Figure 16 shows the cross-sectional profile of the simulated surface with the micro-chipping on the cutting edge taken into consideration. Considering the tool wear effects, the surface topography obviously changes. The surface roughness R_a and the peak-to-valley height PV changes to be 24.74 nm and 110 nm, respectively.

However, micro-chipping of the main cutting edge appears at many points. Both the chipping size and the chipping points were distributed randomly in the experiment. The much higher amplitude of the spatial frequency for the machined surface compared to the simulated one at around 50 1/mm also indicate multiple tool chipping. Moreover, the geometry of the cutting edge in the machining process cannot be achieved, where the influence of the tool wear on the surface topography cannot be quantitatively determined offline.
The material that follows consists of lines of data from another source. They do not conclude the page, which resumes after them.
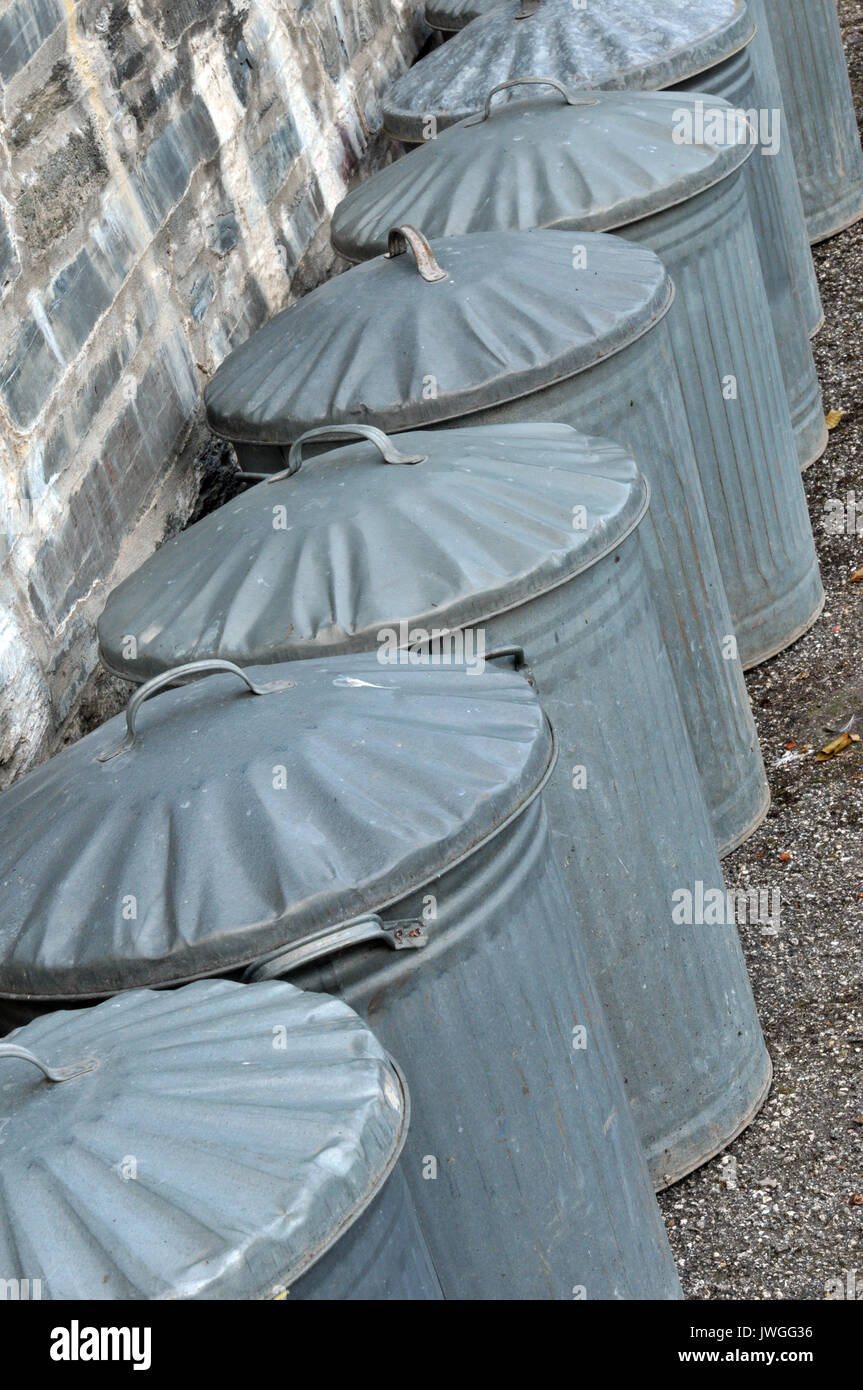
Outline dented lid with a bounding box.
[331,85,752,261]
[382,0,755,143]
[0,980,409,1300]
[0,653,552,999]
[204,227,673,443]
[99,424,648,680]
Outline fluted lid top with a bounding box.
[331,86,752,261]
[0,980,409,1300]
[382,0,755,143]
[204,228,673,443]
[0,653,552,999]
[99,424,648,681]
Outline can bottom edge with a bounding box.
[717,783,770,859]
[796,417,830,473]
[648,1049,773,1193]
[806,194,863,246]
[741,592,827,671]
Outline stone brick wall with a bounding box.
[0,0,422,783]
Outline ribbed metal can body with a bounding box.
[681,38,827,468]
[625,156,824,669]
[486,523,770,1186]
[294,1165,443,1302]
[445,318,770,853]
[290,798,680,1300]
[749,0,863,242]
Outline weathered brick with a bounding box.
[0,0,418,781]
[189,270,215,324]
[0,0,65,82]
[135,97,218,228]
[17,125,108,256]
[10,58,76,149]
[0,213,21,299]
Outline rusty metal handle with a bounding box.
[385,222,446,285]
[0,1043,99,1081]
[97,657,296,763]
[461,76,599,125]
[267,425,428,482]
[243,912,428,984]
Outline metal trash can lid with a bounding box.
[99,424,648,680]
[0,980,409,1298]
[0,653,553,999]
[204,228,673,443]
[331,86,753,261]
[381,0,755,143]
[422,0,494,33]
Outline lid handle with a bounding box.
[461,76,599,125]
[0,1043,99,1081]
[267,425,428,482]
[385,222,446,285]
[243,912,428,984]
[97,657,296,763]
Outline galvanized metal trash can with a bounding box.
[204,228,769,851]
[749,0,863,242]
[0,980,442,1301]
[331,76,824,669]
[0,655,680,1298]
[384,0,827,467]
[100,425,770,1184]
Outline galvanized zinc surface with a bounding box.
[204,231,673,443]
[422,0,491,33]
[0,980,407,1298]
[672,39,827,455]
[0,655,552,999]
[99,424,648,680]
[272,795,683,1301]
[750,0,863,242]
[331,87,752,261]
[382,0,753,142]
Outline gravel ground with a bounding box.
[660,0,863,1298]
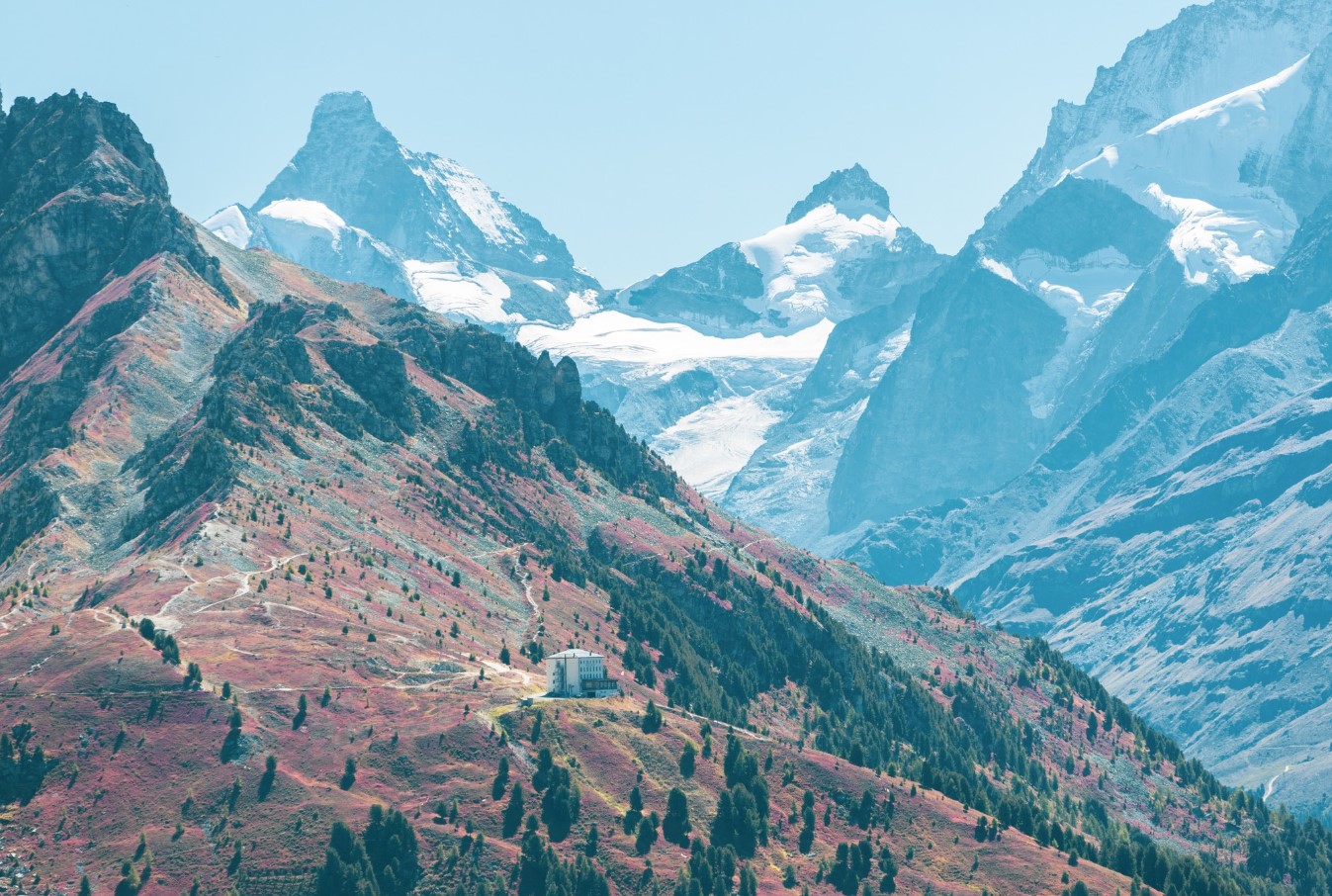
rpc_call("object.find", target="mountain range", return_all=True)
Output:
[197,0,1332,814]
[0,82,1332,896]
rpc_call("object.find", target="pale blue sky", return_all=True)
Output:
[0,0,1186,285]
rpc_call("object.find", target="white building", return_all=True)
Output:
[546,650,619,696]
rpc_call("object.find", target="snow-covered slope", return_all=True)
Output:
[530,165,941,502]
[825,10,1332,812]
[204,93,599,330]
[615,165,936,335]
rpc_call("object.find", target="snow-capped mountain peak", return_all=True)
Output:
[204,92,599,329]
[617,165,937,335]
[786,162,891,224]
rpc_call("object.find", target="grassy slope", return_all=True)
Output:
[0,239,1288,893]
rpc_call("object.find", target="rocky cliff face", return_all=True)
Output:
[0,92,230,378]
[0,93,242,567]
[0,85,1332,896]
[833,3,1332,814]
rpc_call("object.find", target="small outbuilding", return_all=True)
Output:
[546,649,619,697]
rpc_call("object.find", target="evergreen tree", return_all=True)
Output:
[641,697,662,734]
[502,781,526,840]
[679,740,698,777]
[634,819,657,856]
[662,787,692,847]
[490,757,509,800]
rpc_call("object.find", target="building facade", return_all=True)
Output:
[546,650,619,696]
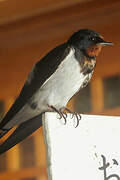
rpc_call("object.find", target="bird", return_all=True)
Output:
[0,29,113,154]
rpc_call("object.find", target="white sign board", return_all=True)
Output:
[43,113,120,180]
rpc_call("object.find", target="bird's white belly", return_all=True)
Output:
[5,50,89,128]
[35,50,88,109]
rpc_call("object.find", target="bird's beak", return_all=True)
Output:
[98,39,114,46]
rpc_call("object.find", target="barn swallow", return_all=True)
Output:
[0,29,113,154]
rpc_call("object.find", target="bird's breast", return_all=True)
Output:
[35,49,93,108]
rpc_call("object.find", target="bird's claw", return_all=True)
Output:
[51,106,81,128]
[65,108,81,128]
[50,106,67,124]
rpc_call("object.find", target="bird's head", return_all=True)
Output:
[68,29,113,59]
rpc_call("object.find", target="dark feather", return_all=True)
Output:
[0,43,70,129]
[0,114,42,154]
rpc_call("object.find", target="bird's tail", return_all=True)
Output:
[0,128,11,138]
[0,114,42,154]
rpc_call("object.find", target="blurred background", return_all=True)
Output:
[0,0,120,180]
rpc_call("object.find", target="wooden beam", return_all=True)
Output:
[0,0,120,97]
[0,167,47,180]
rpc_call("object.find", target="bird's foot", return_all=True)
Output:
[50,106,81,128]
[64,107,81,128]
[50,106,67,124]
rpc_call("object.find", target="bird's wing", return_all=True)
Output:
[0,114,42,154]
[0,43,70,129]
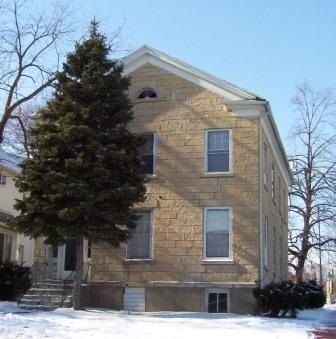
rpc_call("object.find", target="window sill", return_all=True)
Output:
[202,259,235,265]
[145,174,158,181]
[201,172,234,178]
[124,259,155,265]
[132,97,168,104]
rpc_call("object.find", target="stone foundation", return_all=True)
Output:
[82,282,256,314]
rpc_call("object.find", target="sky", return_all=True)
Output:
[38,0,336,148]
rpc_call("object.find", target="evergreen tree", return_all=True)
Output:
[13,21,145,309]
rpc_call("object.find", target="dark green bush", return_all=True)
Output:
[253,281,326,317]
[0,262,31,300]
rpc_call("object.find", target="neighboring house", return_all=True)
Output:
[36,46,292,313]
[0,151,34,267]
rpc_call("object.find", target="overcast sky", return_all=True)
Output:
[36,0,336,150]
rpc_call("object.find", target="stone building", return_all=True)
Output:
[36,46,292,313]
[0,151,34,267]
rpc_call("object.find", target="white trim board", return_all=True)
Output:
[122,45,262,100]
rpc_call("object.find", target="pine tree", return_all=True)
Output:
[13,21,145,309]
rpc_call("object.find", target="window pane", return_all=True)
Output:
[3,234,12,262]
[140,134,154,174]
[208,151,230,172]
[206,209,230,257]
[208,293,217,313]
[0,233,5,263]
[127,211,151,259]
[218,293,227,313]
[208,131,229,151]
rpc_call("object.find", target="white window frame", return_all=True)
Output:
[139,132,157,177]
[204,288,231,313]
[263,215,269,268]
[0,173,7,185]
[271,164,276,202]
[263,142,268,186]
[204,128,233,174]
[203,206,233,261]
[125,209,154,261]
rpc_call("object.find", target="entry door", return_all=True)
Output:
[124,287,146,312]
[57,239,76,279]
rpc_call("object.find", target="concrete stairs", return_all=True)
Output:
[18,280,73,311]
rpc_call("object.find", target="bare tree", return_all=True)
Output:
[0,0,71,145]
[289,83,336,282]
[2,104,38,158]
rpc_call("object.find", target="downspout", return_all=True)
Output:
[258,110,264,288]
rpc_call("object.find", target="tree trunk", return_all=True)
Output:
[73,235,84,310]
[295,250,307,284]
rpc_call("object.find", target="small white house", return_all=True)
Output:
[0,151,34,267]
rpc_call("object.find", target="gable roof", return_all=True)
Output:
[122,45,265,100]
[121,45,293,185]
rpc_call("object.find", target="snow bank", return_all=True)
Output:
[0,303,336,339]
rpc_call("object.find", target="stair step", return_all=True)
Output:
[33,282,73,289]
[18,280,73,311]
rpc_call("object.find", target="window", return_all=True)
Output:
[127,211,152,259]
[18,245,24,265]
[278,176,281,215]
[263,144,268,185]
[283,189,288,219]
[0,173,7,185]
[204,207,231,260]
[272,165,275,200]
[0,233,12,263]
[138,87,157,99]
[264,215,268,267]
[140,133,155,174]
[206,288,229,313]
[205,130,232,173]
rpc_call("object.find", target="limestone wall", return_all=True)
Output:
[91,65,259,283]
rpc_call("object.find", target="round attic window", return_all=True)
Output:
[138,87,157,99]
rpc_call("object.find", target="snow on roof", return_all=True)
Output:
[0,150,23,173]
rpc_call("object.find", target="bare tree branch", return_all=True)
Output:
[0,0,72,145]
[289,83,336,282]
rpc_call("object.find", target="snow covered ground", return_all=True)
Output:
[0,302,336,339]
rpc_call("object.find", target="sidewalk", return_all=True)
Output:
[306,305,336,339]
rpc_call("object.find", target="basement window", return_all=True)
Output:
[138,87,157,99]
[205,288,229,313]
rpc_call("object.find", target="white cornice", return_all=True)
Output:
[122,46,260,100]
[223,100,293,186]
[223,100,264,117]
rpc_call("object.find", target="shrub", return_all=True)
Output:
[253,281,326,317]
[0,262,31,300]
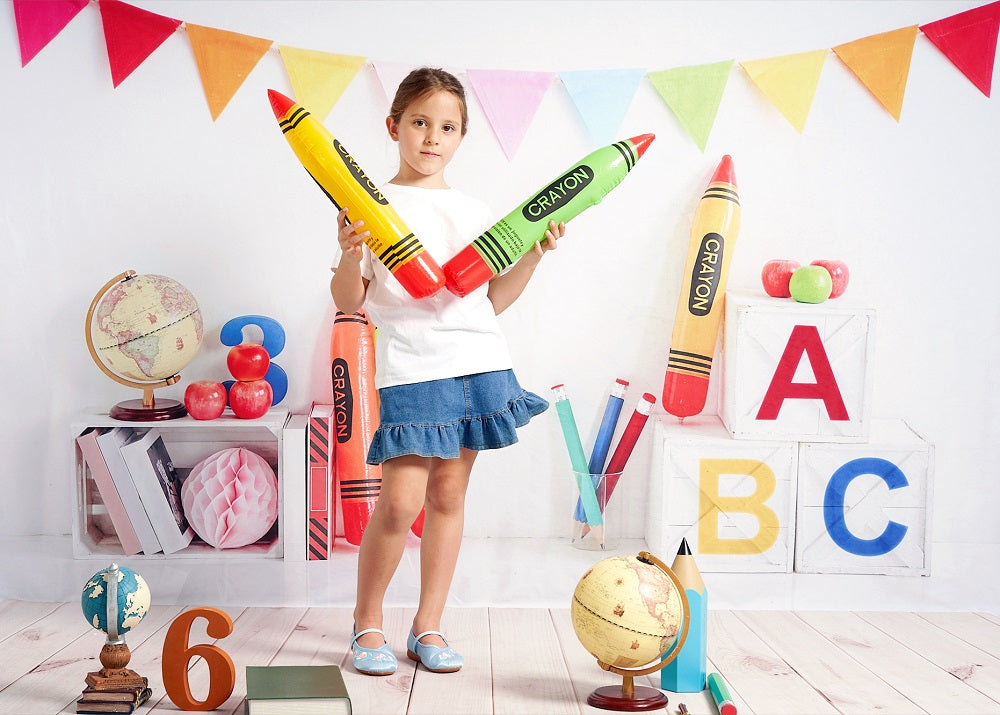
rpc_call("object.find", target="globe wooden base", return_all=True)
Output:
[84,643,149,690]
[108,399,187,422]
[587,685,667,712]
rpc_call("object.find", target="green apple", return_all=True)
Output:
[788,266,833,303]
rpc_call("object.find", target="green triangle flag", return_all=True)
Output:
[646,60,733,151]
[740,50,827,134]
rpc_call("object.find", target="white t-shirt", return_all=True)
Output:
[361,184,512,388]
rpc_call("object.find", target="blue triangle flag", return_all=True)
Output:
[559,69,646,146]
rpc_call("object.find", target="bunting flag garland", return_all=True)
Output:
[833,25,919,122]
[278,46,368,122]
[11,0,1000,150]
[14,0,89,67]
[372,62,416,111]
[185,23,273,122]
[646,60,734,152]
[559,69,646,146]
[98,0,181,87]
[740,50,827,134]
[469,70,555,161]
[920,1,1000,97]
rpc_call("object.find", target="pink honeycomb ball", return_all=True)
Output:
[181,447,278,549]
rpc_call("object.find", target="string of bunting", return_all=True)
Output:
[13,0,1000,161]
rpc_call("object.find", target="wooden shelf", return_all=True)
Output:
[71,408,292,560]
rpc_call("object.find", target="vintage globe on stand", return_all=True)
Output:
[570,552,690,711]
[85,271,204,420]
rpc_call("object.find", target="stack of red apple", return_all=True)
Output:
[184,343,274,420]
[760,259,850,303]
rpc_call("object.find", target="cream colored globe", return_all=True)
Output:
[570,556,685,668]
[90,274,202,382]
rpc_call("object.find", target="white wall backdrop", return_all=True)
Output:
[0,0,1000,603]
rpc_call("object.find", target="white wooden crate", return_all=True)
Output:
[646,415,798,572]
[720,290,875,442]
[795,419,934,576]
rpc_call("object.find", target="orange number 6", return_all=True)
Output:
[163,608,236,710]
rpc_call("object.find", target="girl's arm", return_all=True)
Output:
[330,206,369,313]
[486,221,566,315]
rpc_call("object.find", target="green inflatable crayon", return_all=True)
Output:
[441,134,655,296]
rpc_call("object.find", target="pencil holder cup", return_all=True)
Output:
[572,472,622,551]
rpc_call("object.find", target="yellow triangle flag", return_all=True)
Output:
[185,23,272,121]
[740,50,827,134]
[278,45,368,122]
[833,25,919,122]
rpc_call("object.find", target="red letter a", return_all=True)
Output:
[757,325,850,420]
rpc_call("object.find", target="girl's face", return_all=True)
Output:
[385,90,462,189]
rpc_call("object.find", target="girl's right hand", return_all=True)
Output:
[337,206,371,261]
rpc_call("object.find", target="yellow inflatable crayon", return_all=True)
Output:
[267,89,445,298]
[663,154,740,419]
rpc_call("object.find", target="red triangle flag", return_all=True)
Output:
[920,1,1000,97]
[14,0,89,67]
[98,0,181,87]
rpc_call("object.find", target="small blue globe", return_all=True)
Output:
[81,564,150,635]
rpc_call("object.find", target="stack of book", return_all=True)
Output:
[76,687,153,713]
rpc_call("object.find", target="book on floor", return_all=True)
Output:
[246,665,352,715]
[121,427,194,554]
[97,427,161,554]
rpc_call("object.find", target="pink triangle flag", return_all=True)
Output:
[920,1,1000,97]
[14,0,88,67]
[469,70,555,161]
[559,69,646,146]
[98,0,181,87]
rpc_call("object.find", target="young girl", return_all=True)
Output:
[330,67,565,675]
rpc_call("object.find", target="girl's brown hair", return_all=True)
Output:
[389,67,469,136]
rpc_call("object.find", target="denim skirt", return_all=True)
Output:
[368,370,549,464]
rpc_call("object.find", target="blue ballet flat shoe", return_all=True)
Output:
[406,630,465,673]
[351,628,399,675]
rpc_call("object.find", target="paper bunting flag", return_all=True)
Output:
[740,50,827,134]
[278,47,368,122]
[185,23,272,121]
[920,2,1000,97]
[98,0,181,87]
[372,62,417,107]
[469,70,555,161]
[14,0,88,67]
[559,69,646,146]
[646,60,733,151]
[833,25,918,122]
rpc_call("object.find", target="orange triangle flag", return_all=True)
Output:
[920,2,1000,97]
[98,0,181,87]
[185,23,272,121]
[833,25,919,122]
[278,45,368,122]
[740,50,826,134]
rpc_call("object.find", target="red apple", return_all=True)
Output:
[226,343,271,382]
[760,258,799,298]
[229,380,274,420]
[184,380,226,420]
[810,258,851,298]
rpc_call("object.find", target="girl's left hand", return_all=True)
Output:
[532,221,566,258]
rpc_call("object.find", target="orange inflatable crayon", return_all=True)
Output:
[330,311,382,546]
[267,89,445,298]
[663,154,740,419]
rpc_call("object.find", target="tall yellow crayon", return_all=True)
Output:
[663,154,740,419]
[267,89,444,298]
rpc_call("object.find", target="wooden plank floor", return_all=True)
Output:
[0,601,1000,715]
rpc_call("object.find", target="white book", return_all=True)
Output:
[280,415,309,561]
[97,427,161,554]
[119,428,194,554]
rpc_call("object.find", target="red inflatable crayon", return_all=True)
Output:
[663,154,740,419]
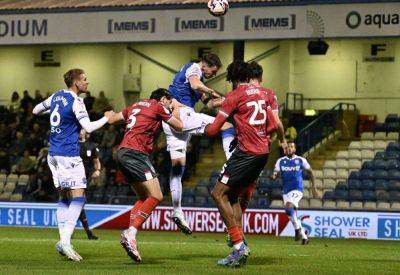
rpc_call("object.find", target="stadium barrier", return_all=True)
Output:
[0,203,400,240]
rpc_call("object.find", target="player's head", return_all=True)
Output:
[150,88,172,108]
[247,61,264,82]
[286,140,296,157]
[226,60,249,85]
[64,69,89,94]
[200,53,222,79]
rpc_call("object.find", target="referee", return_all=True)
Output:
[79,129,101,240]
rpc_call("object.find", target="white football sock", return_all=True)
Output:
[64,197,85,247]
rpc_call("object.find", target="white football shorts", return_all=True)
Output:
[282,190,303,208]
[163,107,215,159]
[47,155,86,189]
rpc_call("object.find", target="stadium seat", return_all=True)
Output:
[336,159,349,169]
[336,201,350,210]
[386,132,399,141]
[390,202,400,211]
[324,160,336,170]
[336,151,349,159]
[387,169,400,181]
[323,169,336,179]
[375,179,389,190]
[309,199,322,209]
[269,200,283,208]
[374,132,386,140]
[360,179,375,190]
[299,199,310,209]
[389,191,400,202]
[375,190,390,201]
[350,201,363,210]
[360,140,374,150]
[361,132,374,140]
[336,169,349,180]
[362,190,376,201]
[349,179,361,190]
[323,179,336,189]
[334,189,349,201]
[364,201,376,211]
[374,169,388,180]
[349,190,363,201]
[349,159,362,169]
[323,201,336,209]
[349,141,361,150]
[388,180,400,191]
[376,202,390,211]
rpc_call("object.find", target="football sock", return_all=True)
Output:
[132,197,160,230]
[65,197,86,244]
[285,208,301,230]
[221,127,235,159]
[129,200,144,228]
[228,226,243,249]
[169,165,185,211]
[56,199,70,246]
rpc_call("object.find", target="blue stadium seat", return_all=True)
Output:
[362,161,375,170]
[375,190,389,201]
[360,180,375,190]
[388,169,400,180]
[373,159,388,170]
[194,186,210,197]
[349,171,360,179]
[362,190,376,201]
[322,191,335,200]
[271,188,282,200]
[388,180,400,191]
[182,196,194,206]
[386,141,400,151]
[349,190,363,201]
[375,180,389,190]
[387,159,400,170]
[374,169,388,180]
[334,189,349,201]
[349,179,361,190]
[389,191,400,202]
[360,169,374,180]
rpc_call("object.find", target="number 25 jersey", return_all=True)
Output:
[219,84,278,155]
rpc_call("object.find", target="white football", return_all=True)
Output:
[207,0,229,16]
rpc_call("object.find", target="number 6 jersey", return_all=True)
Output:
[42,90,89,157]
[119,99,172,154]
[219,84,278,155]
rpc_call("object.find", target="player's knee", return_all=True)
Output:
[171,164,185,177]
[285,207,294,216]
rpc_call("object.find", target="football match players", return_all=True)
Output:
[205,61,286,266]
[272,141,318,245]
[163,53,234,234]
[105,88,183,262]
[33,69,113,261]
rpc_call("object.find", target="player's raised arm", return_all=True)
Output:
[32,95,53,115]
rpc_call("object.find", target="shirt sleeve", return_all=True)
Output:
[274,159,281,172]
[301,158,311,170]
[219,92,237,117]
[157,104,172,121]
[72,98,89,121]
[185,63,203,79]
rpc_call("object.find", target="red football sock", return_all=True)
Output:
[132,197,160,230]
[129,200,144,227]
[228,226,243,244]
[239,180,257,213]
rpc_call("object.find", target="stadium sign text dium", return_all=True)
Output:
[0,203,400,240]
[0,2,400,45]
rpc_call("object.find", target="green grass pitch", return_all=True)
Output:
[0,227,400,275]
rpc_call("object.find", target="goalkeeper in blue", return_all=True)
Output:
[272,141,318,245]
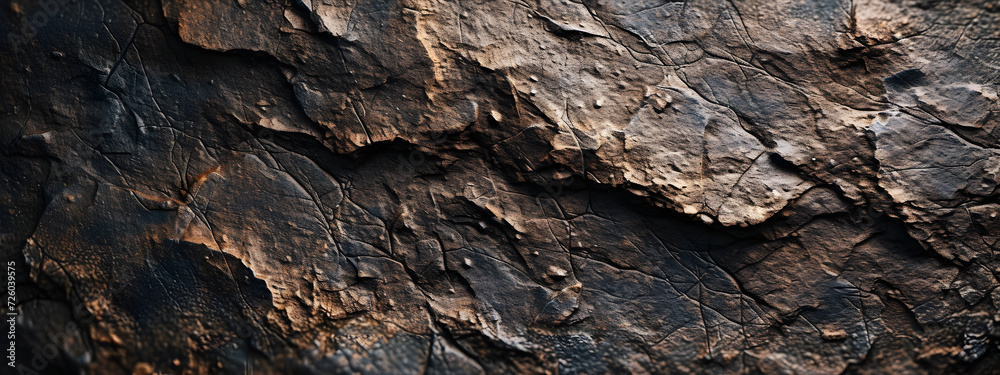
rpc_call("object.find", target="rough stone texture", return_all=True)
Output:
[0,0,1000,374]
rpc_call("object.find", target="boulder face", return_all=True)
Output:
[0,0,1000,374]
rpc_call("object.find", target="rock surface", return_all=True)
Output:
[0,0,1000,374]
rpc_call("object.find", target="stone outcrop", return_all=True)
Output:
[0,0,1000,374]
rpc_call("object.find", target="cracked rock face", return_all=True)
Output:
[0,0,1000,374]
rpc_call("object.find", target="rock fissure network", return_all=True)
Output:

Therefore, further research taking the tool wear into consideration is of great necessity to make the simulation model more accurate.

4.2. Effects of the Materials Microstructure

Previous studies have shown that the surface topography in the ultra-precision cutting of the Cu alloys is affected by the material microstructure, including the defects [26], the crystal structure [27], the composition [28], etc. The nanoscale surface topography and the cross-sectional profile of the machined Cu alloys measured by atomic force microscope (AFM) are shown in Figure 17. The burs of random sizes and heights formed on the machined surface, as indicated by the cross-sectional profile height. The surface morphology and the composition of the elements of the randomly distributed burs are shown in Figure 18, which indicates that it is the Pb phase that contributes to formation of the surface burs, resulting in the difference between the experimental and the simulated results. In addition, many finer scratching grooves appeared in the tool feed groove. Presumably, it is induced by the multiple micro-chippings of the tool edge and the built-up edges.

5. Conclusions

A simulation model was established to study the influence of the cutting parameters, (workpiece spindle speed, feed rate and depth of cut), the tool nose radius, the tool wear and the material microstructure on the three-dimensional surface topography, the surface roughness and the form accuracy. The simulation results were verified by the typical experiments, which laid a theoretical foundation for revealing the surface formation mechanism of Cu alloy in ultra-precision turning. In addition, the results also showed that beyond the regular texture formed by the tool feeding, surface tears and much finer cutting scratches also formed due to the micro-chipping as a result of the graphitization of the diamond tool and the built-up edge. By comparing the simulation and experimental results, we can use the MATLAB numerical simulation method to predict the typical three-dimensional surface topography and surface roughness of Cu alloy in ultra-precision cutting. However, the effects of the elastoplastic deformation of the Cu alloy material, the surface tearing and the built-up chip edge also led to some errors between the simulation results and the experimental results, which deserves further investigation.